Os olhos verdes de Saturno são apenas uma das pontas de uma delicada gradação. Até chegar à morena castanha dos olhos d'água, muita dor entra no espectro que existe entre Saturno, o castrado deus do tempo, e a ninfa lunar que mergulha nos mais profundos oceanos. De uma polaridade à outra, tanta dor, tanta incompreensão, corações tão esmigalhados pela angústia da vida. Esses dois pequenos deuses cotidianos habitam o mundo de forma diáfana, cada qual ao seu modo: ele, pantera solta a se esquivar em meio às trevas da floresta noturna; ela, tormenta que rasga os ares para desaguar como leve brisa de encontro à praia.
"Vejam só essa manhã tão cinza... A tempestade que chega é da cor dos seus olhos castanhos."
Observe só a imagem que ficou presa nas minhas retinas a partir desse registro poético, tão antigo, que me forneceu uma sensação antes mesmo de eu ter tempo de vivê-la: eu vi um céu castanho uma vez, há muitos anos. Lembro-me de esperar ansiosamente por uma tormenta que veio, sim, como se todo o céu estivesse desabando - a chuva vinha em todas as direções, lavava as ruas, os prédios, os rostos, os corpos, os olhos, as almas.
Dos saturninos olhos, fica a pupila-menina, tão redonda e brilhante e líquida, protegida por finas rugas de pálpebras acostumadas à insônia. Sua redoma tem a cor das folhas parcialmente ressequidas: ainda verdes, mas desbotadas da vivacidade de que dispõem quando em seu máximo esplendor. Já está no chão, um bocado esmigalhada, levada longe de sua árvore-mater por uma brisa silvestre. É a viva ruína da memória, que não nos permite esquecer a lei cíclica que rege toda a Natureza.
Essas delicadezas se protegem, comumente, em duras cascas, com poderosas pinças: seu poder de agarrar-se à vida tem toda a potência e a força das águas em que se navega, se desbrava, mas também se pode afogar em meio às tormentosas ondas. Sua fluida vida marinha resguarda-se em frios e estéreis aquários pelo medo de libertar-se - mergulhar é um perigo, por certo. Mas como resistir ao embalo de seu eterno balançar?

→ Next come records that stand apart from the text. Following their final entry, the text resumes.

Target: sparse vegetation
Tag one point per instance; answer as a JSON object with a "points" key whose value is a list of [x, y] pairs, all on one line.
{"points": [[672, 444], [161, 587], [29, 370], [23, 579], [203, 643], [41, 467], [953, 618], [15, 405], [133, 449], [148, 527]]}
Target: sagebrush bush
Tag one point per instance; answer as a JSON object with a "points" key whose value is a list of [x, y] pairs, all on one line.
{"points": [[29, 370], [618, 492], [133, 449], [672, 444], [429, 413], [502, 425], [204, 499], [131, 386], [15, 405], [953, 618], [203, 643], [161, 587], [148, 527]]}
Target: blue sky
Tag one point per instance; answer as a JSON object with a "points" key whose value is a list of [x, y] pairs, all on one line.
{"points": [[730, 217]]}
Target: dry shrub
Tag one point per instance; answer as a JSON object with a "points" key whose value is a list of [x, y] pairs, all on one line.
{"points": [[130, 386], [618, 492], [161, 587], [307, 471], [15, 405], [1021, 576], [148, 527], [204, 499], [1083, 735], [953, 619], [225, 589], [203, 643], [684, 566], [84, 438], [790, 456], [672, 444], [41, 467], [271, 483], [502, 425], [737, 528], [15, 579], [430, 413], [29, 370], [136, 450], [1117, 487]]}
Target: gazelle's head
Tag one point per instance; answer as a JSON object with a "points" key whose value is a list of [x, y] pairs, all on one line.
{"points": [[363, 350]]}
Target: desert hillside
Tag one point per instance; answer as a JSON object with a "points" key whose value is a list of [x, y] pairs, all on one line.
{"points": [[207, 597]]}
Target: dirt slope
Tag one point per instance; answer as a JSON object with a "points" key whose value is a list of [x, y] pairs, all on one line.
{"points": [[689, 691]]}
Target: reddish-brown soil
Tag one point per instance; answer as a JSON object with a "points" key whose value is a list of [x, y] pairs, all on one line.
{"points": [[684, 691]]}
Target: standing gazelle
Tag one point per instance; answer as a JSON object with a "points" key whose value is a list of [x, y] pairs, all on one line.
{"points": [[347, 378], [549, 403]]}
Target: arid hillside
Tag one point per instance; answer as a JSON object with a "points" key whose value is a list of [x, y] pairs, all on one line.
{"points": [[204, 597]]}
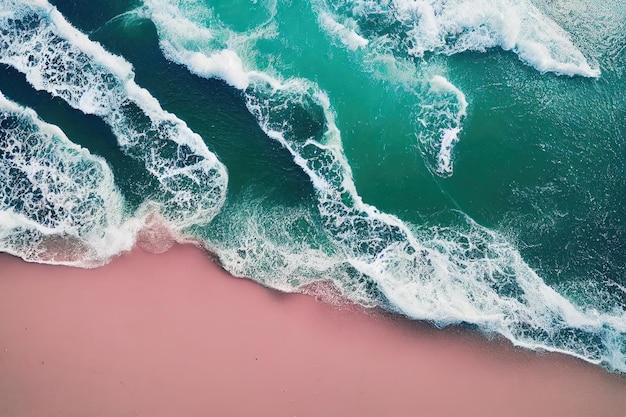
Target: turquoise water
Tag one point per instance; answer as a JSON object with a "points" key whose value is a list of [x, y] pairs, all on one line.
{"points": [[458, 161]]}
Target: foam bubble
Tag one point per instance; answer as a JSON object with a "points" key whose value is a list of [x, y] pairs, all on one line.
{"points": [[55, 57], [345, 32], [447, 275], [58, 203], [415, 27], [441, 118]]}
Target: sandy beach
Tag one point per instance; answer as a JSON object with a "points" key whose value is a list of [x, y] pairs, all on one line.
{"points": [[173, 335]]}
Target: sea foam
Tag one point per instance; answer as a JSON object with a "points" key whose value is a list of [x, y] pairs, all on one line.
{"points": [[465, 273], [58, 203], [55, 57]]}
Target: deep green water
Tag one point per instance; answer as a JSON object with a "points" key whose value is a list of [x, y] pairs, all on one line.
{"points": [[329, 118]]}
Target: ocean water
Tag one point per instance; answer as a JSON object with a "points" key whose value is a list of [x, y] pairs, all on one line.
{"points": [[455, 161]]}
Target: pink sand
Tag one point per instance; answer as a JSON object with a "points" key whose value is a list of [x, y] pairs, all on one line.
{"points": [[173, 335]]}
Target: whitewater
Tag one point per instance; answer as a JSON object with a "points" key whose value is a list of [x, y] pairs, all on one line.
{"points": [[440, 264]]}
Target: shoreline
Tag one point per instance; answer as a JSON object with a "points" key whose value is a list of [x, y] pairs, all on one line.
{"points": [[172, 334]]}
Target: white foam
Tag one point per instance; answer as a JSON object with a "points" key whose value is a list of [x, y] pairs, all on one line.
{"points": [[58, 203], [447, 275], [441, 120], [57, 58], [347, 35], [455, 26]]}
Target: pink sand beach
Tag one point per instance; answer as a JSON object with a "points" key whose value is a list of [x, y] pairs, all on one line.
{"points": [[172, 335]]}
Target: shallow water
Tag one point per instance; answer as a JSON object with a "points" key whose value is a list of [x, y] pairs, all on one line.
{"points": [[453, 161]]}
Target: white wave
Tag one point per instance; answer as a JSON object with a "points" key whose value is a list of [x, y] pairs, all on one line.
{"points": [[346, 34], [441, 122], [55, 57], [58, 203], [415, 27], [441, 274]]}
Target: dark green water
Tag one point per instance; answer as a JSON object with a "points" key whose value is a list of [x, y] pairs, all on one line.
{"points": [[454, 161]]}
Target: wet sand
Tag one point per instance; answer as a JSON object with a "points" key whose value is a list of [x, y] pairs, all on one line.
{"points": [[174, 335]]}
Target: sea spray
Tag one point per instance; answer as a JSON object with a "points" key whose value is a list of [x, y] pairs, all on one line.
{"points": [[58, 203], [55, 57], [466, 273]]}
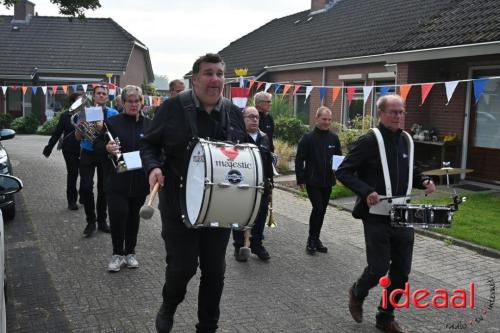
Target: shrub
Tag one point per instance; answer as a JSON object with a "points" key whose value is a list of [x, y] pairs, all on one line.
{"points": [[5, 120], [27, 124]]}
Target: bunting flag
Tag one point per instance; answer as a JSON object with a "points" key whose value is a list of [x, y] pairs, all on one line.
{"points": [[350, 94], [404, 89], [308, 92], [450, 89], [239, 96], [384, 90], [426, 89], [479, 86], [335, 94], [366, 93], [322, 92]]}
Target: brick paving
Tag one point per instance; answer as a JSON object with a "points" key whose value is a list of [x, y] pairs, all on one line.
{"points": [[293, 292]]}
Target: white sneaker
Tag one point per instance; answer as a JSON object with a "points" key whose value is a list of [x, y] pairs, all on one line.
{"points": [[131, 261], [116, 263]]}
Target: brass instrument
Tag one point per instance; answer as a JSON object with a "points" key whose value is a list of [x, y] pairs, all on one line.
{"points": [[87, 129]]}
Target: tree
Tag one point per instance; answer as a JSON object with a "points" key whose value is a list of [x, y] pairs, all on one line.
{"points": [[73, 8]]}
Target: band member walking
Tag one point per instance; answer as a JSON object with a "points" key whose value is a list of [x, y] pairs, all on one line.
{"points": [[71, 152], [259, 138], [90, 160], [388, 249], [125, 191], [204, 113], [313, 169]]}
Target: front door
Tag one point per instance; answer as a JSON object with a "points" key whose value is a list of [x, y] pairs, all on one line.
{"points": [[484, 131]]}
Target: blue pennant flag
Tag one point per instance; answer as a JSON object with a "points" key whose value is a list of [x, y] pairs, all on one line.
{"points": [[322, 92], [384, 90], [479, 86]]}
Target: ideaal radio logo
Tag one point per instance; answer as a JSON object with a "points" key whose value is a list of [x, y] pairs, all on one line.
{"points": [[459, 298]]}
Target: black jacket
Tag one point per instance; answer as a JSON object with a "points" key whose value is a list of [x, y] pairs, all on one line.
{"points": [[64, 127], [129, 131], [361, 170], [266, 125], [313, 162]]}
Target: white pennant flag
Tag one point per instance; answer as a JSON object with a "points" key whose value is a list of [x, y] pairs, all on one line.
{"points": [[366, 92], [308, 92], [450, 89]]}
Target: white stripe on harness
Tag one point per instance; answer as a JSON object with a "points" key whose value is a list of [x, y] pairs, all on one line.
{"points": [[384, 207]]}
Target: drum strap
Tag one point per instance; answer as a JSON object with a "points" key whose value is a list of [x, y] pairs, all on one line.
{"points": [[385, 167]]}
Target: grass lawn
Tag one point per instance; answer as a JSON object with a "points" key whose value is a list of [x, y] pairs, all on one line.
{"points": [[477, 220]]}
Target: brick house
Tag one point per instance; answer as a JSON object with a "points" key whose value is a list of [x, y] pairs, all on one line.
{"points": [[358, 42], [54, 51]]}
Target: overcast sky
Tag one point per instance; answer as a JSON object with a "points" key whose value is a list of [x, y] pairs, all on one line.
{"points": [[178, 32]]}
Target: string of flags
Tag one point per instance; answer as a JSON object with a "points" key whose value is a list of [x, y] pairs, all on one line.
{"points": [[241, 94]]}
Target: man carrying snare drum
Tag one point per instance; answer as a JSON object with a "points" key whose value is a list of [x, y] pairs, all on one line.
{"points": [[203, 113], [388, 248]]}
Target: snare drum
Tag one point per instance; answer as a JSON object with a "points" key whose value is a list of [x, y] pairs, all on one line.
{"points": [[222, 185], [422, 216]]}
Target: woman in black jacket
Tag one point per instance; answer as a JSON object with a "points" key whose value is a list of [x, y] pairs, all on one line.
{"points": [[313, 169], [125, 191]]}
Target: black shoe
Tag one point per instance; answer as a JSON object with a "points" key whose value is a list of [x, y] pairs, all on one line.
{"points": [[311, 246], [260, 251], [73, 206], [89, 230], [320, 247], [104, 227], [164, 320]]}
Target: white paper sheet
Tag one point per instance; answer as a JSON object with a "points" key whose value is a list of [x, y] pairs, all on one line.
{"points": [[133, 160], [94, 114]]}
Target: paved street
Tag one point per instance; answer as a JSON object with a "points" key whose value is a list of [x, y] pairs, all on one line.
{"points": [[58, 280]]}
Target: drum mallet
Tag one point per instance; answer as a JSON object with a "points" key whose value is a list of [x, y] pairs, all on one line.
{"points": [[147, 211]]}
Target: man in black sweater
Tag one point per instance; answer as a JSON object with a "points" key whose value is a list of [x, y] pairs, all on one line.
{"points": [[203, 113], [388, 249], [313, 169]]}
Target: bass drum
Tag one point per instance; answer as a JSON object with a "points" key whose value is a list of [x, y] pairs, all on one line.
{"points": [[222, 185]]}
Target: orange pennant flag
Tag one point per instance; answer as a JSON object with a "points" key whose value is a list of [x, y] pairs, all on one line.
{"points": [[426, 89], [297, 87], [336, 92], [404, 90], [350, 94]]}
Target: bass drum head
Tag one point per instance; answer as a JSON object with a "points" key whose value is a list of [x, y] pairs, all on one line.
{"points": [[195, 183]]}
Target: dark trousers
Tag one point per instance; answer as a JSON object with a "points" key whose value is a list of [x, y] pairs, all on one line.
{"points": [[89, 162], [257, 229], [186, 248], [124, 221], [319, 197], [72, 160], [388, 249]]}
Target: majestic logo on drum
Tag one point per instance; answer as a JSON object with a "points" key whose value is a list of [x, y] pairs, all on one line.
{"points": [[231, 153], [234, 177]]}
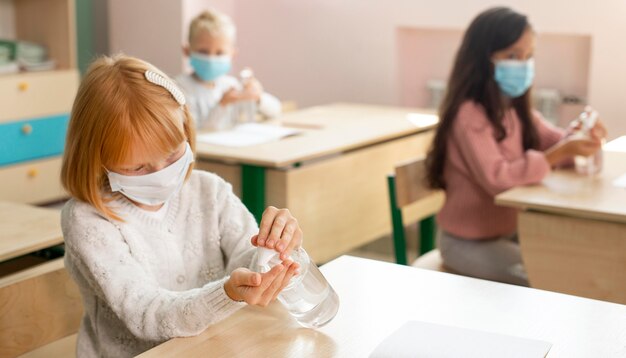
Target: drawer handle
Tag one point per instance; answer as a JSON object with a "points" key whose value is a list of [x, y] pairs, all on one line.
{"points": [[27, 129]]}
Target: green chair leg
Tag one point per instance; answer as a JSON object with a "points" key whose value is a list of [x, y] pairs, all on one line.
{"points": [[428, 227], [253, 189], [399, 241]]}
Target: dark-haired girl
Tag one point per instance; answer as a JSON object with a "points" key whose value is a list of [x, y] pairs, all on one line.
{"points": [[489, 140]]}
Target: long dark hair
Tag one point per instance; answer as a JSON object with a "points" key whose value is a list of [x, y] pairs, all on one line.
{"points": [[472, 78]]}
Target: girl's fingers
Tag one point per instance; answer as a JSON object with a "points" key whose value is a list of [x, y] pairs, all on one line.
{"points": [[295, 242], [288, 276], [268, 294], [267, 220], [270, 276]]}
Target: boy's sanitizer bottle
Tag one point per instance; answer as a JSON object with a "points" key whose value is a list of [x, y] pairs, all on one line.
{"points": [[248, 109], [582, 129], [308, 297]]}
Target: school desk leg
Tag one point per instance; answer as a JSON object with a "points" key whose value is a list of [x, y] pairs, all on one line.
{"points": [[427, 234], [253, 189]]}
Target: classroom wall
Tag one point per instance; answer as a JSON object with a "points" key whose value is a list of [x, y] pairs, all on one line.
{"points": [[326, 50], [7, 19]]}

Neles mergulhados, nos encontramos com o núcleo da vida, princípio de aconchego, possibilidade de paz. Acautelar-se, no entanto, é mister: não se deve, jamais, prescindir do sopro da vida. Planarei, aérea, por sobre seus mistérios. Encontramo-nos breve mas significativamente, para que eu me lembre lembre lembre lembre, e os guarde no mais sagrado templo que há entre minha mente e meu coração.